Christianity must have the support of Lincoln's great name. To secure it Holland is willing to misrepresent the honest convictions of Lincoln's lifetime, to traduce the characters of his dearest friends, and to rob a brother author and a publisher of their just reward.
Lamon states that during the last years of Lincoln's life he ceased to proclaim his Infidel opinions because they were unpopular. Referring to this statement, Holland says: "The eagerness with which this volume strives to cover Mr. Lincoln's memory with an imputation so detestable is one of the most pitiable exhibitions which we have lately witnessed."
This outburst of righteous indignation, coming from the source it does, is peculiarly refreshing. To appreciate it, we have only to open Holland's work, and read such passages as the following: "I am obliged to appear different to them." "It was one of the peculiarities of Mr. Lincoln to hide these religious [Christian] experiences from the eyes of the world." "Who had never in their whole lives heard from his lips one word of all these religious convictions and experiences." "They [his friends] did not regard him as a religious man." "All this department of his life he had kept carefully hidden from them." "There was much of his conduct that was simply a cover to these thoughts—an effort to conceal them" (Holland's Life of Lincoln, pp. 239, 240).
Consummate hypocrisy in a Christian is all right with this moralist; but for a Freethinker to withhold his views from an intolerant religious world is a detestable crime.
As a biographer of Lincoln, Holland possessed many advantages over Lamon. His work was written and published immediately after the awful tragedy, when almost the entire reading public was deeply interested in everything that pertained to Lincoln's life. So far as Lincoln's religious views are concerned, he advocated the popular side of the question; for while those outside of the church cared but little about the matter, the church desired the influence of his great name, and was ready to reward those who assisted her in obtaining it. Holland, too, had an established reputation as an author—had nearly as large a class of readers as any writer in this country. His name alone was sufficient to guarantee a large circulation to any book he might produce. Lamon, on the other hand, possessed but a single advantage over his rival, that of having the truth on his side. And while "truth is mighty," and will in the end prevail, yet how often is it "crushed to earth" and for the time obscured. In view of all this, it is not strange that the public should be so slow to reject the fictions of Holland and accept the facts of Lamon.

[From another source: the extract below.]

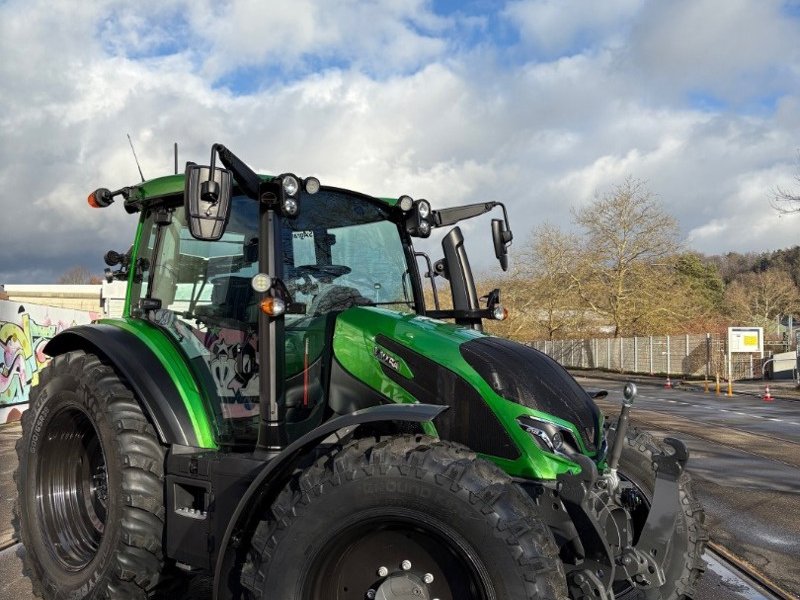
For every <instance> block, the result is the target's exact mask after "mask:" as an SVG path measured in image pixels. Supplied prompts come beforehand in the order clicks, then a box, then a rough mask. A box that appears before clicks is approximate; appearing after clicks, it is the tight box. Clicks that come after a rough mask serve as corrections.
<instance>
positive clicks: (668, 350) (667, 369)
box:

That Lamon's "Life of Lincoln" is wholly undeserving of adverse criticism, is not claimed. He has, perhaps, given undue prominence to some matters connected with Lincoln's private affairs which might with propriety have been consigned to oblivion. A larger manifestation of charity, too, for the imperfections of those with whom Lincoln mingled, especially in the humbler walks of life, would not have detracted from its merit. And yet, those who desire to know Lincoln as he really was, should read Lamon rather than Holland. In Lamon's work, Lincoln's character is a rugged oak, towering above its fellows and clothed in nature's livery; in Holland's work, it is a dead tree with the bark taken off, the knots planed down, and varnished.